Hoe komt het dat de virtuele geschiedenis een moeilijke relatie heeft met betrekking tot de poststructuralistische kritiek?

4) Kadervraag
Op welke manier geven de drie teksten ieder een verschillende dimensie aan de geschiedenis van games?

Hoorcollege 3, Participatie en educatief ontwerp

1) Raessens, J. Computer games as Participatory Media Culture.
Hoe refereert Joost Reassens in zijn artikel naar de begrippen interactiviteit en participatie?

2) Salen, K. & Zimmerman, E. Game Design and Meaningful Play.
Wat maakt het boek Homo Ludens geschreven door John Huizinga tot een uniek onderzoek betreffende de rol van gamen in het menseliijke burgerschap?

3)Niet gelezen, omdat het bestand niet geopend werd.

4)Kadervraag
Hoe verhouden de drie teksten zich tot het thema participatie en educatief ontwerp?

Hoorcollege 4 Games & Receptie

1)Prensky, M. Computer games and learning: Digital-based learning.
In hoeverre is een game zoals Food-Force educatief?

2)Gunter, B. Psychological effects of video games.
In hoeverre zijn de psychologische effecten die Gunter aankaart negatief?

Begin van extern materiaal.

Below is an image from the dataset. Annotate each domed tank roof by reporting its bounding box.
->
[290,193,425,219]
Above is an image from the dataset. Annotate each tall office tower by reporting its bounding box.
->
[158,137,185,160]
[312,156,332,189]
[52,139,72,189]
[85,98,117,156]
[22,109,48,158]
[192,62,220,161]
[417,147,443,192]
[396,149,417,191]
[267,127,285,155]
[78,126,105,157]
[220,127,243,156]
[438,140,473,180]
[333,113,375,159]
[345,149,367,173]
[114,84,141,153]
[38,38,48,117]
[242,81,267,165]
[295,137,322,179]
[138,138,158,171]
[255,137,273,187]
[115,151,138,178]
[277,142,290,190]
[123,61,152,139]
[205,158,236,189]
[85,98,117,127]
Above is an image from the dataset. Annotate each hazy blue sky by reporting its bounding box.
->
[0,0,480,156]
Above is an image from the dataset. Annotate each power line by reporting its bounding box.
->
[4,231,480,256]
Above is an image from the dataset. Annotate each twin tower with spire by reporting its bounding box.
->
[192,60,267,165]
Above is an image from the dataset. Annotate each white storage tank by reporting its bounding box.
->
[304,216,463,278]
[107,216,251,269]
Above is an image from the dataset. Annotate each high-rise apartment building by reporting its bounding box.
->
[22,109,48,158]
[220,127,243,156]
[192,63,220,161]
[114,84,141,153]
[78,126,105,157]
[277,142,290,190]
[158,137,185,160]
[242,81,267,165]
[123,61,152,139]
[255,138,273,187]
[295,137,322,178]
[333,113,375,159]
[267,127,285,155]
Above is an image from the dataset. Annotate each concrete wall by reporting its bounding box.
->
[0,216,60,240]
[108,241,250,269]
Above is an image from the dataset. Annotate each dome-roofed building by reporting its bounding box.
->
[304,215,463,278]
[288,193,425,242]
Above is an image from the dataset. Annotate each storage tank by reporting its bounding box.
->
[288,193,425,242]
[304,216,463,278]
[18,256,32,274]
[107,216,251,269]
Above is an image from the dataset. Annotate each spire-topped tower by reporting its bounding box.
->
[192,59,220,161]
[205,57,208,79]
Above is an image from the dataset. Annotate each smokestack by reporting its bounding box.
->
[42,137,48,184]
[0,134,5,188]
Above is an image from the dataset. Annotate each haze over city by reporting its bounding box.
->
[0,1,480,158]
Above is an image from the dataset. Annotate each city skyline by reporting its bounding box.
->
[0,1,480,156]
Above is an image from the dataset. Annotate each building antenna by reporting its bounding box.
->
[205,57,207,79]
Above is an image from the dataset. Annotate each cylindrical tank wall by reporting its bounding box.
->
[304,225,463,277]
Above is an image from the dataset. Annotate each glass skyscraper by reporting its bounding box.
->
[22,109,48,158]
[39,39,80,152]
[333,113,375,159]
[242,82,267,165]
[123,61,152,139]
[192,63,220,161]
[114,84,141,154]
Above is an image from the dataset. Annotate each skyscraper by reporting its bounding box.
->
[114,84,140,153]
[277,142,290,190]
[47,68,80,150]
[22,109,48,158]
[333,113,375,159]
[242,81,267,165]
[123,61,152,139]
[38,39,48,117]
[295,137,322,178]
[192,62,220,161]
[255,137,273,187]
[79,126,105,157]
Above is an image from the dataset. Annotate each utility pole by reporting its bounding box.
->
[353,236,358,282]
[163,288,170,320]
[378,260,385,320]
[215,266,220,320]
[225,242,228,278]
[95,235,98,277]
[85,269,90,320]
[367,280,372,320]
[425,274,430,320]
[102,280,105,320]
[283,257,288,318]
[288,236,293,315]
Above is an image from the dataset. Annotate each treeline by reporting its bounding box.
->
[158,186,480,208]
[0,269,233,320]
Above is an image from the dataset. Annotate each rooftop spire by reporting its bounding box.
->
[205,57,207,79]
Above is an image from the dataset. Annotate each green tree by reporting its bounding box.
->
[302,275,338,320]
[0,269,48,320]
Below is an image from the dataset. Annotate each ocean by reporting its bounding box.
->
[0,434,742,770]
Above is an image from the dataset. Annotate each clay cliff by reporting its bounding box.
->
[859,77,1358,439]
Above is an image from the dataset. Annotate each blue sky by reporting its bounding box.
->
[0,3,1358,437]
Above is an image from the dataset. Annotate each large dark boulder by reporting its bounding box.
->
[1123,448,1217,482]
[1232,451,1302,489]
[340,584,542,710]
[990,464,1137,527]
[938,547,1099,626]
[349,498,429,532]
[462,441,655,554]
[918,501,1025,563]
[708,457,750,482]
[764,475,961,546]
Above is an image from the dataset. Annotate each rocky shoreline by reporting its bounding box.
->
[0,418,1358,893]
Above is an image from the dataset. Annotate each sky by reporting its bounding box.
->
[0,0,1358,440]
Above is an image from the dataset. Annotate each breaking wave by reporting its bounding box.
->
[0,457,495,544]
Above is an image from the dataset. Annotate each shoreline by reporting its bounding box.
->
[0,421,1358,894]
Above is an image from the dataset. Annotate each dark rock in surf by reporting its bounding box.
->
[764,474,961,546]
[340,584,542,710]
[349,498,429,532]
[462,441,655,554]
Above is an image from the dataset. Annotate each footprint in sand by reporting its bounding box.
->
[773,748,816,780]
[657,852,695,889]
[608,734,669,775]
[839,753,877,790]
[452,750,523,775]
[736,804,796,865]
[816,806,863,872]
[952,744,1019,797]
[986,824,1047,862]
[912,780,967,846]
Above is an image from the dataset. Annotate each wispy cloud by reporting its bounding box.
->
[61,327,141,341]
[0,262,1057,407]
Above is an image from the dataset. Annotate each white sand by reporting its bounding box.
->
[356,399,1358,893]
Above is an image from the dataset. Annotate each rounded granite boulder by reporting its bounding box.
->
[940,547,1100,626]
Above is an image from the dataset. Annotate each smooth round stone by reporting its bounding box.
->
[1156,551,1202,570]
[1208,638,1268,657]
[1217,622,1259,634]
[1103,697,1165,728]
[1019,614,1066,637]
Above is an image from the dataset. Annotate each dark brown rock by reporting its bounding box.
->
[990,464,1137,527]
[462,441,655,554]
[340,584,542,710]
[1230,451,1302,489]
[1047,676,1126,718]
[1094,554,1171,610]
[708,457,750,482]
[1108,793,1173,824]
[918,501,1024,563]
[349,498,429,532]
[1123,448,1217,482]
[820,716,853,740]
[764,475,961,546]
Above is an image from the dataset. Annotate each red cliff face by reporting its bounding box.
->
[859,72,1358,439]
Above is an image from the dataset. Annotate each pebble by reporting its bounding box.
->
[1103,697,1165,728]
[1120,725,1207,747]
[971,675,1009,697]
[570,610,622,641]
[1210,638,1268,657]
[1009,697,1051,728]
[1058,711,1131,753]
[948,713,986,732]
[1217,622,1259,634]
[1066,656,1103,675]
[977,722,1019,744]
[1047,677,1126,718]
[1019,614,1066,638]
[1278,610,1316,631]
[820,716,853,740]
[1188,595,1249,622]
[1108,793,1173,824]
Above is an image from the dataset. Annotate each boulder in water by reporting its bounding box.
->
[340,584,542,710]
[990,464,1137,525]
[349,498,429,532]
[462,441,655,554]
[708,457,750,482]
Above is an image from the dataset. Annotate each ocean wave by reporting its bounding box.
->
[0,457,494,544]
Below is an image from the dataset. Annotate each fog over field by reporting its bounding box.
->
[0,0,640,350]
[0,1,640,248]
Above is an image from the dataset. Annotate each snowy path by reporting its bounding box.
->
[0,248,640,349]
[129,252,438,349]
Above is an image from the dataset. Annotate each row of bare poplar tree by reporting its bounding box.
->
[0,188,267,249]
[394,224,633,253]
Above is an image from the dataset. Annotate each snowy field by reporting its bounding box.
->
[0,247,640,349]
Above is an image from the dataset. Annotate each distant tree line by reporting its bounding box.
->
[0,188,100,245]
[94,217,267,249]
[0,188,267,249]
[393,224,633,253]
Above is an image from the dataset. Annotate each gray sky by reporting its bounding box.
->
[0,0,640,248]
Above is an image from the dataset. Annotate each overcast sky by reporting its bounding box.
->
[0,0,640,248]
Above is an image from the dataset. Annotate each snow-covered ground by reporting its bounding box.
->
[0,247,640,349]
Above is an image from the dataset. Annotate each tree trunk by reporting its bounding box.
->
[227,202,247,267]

3)Goldstein, J. Violent video games.
Games mogen in tegenstelling tot het kijken van tv wel actief zijn, maar zijn er niet meer duidelijke verschillen te ontdekken tussen geweld op tv en geweld in games?

Kadervraag
Op welke manier worden games als leermiddel in verband gebracht met violent games en psychologische effecten?

Games en narrativiteit

1) Juul, J. Games telling stories?
Juul zegt in zijn conclusie:"games and stories actually do not translate to each other in the way that novels and movies do." Maar hoe zit het dan met games die gebaseerd zijn op een film?

2) Murray, J. (2005) The Last Word on Ludology v Narratology in Game Studies
Als voorbeeld haalt Murray het spel Tetris aan. Zijn er meerdere games die ook als goed voorbeeld zouden kunnen fungeren?

3) Jenkins, H. (2004) Game Design as Narrative Architecture.
In zijn tekst haalt Jenkins een citaat aan van Ernest Adams. Deze luidt als volgende: "Interactivity is almost the opposite of narrative; narrative flows under the direction of the author, while interactivity depends on the player for motive power." Wat wil Adams hiermee zeggen? Dat interactiviteit en narrativiteit niet naast elkaar kunnen bestaan? In games zoals bijvoorbeeld de Lion King en Tarzan vind ik namelijk dat deze twee elementen wel duidelijk met elkaar gepaard gaan.

Kadervraag

In hoeverre verschilt narrativiteit in een game van de narrativiteit in een film? Welke kenmerken zijn typerend voor deze twee verschillende vormen van media?

Identiteit

1) Richard, B. & Zaremba, J. Gaming with Grrls: Looking for Sheroes in Computer Games.
Spreekt Lara Croft juist door haar vrouwelijkheid niet het mannelijke publiek meer aan?

2) Bryce, J. & Rutter, J. Gendered Gaming in Gendered Space.
In de tekst wordt gezegd dat er nog steeds een grote ongelijkheid in gender participatie heerst.
Worden er in de tekst argumenten aangekaart om het belang van het onderzoek, het gebrek aan vrouwelijke participatie, te onderbouwen en zo ja welke zijn dit?

3) Everett, A. Playing With Race in Contemporary Gaming Culture.
Everett schrijft over de blanke mannen die in video games domineren. Maar is dit niet hetzelfde in bijvoorbeeld soaps en animatiefilms? Ook daar is de meerderheid blank, moeten we ons daar ook druk om maken?

4) Overkoepelende vraag
Hoe geven de drie teksten ieder hun eigen betekenis aan het begrip ‘identiteit’?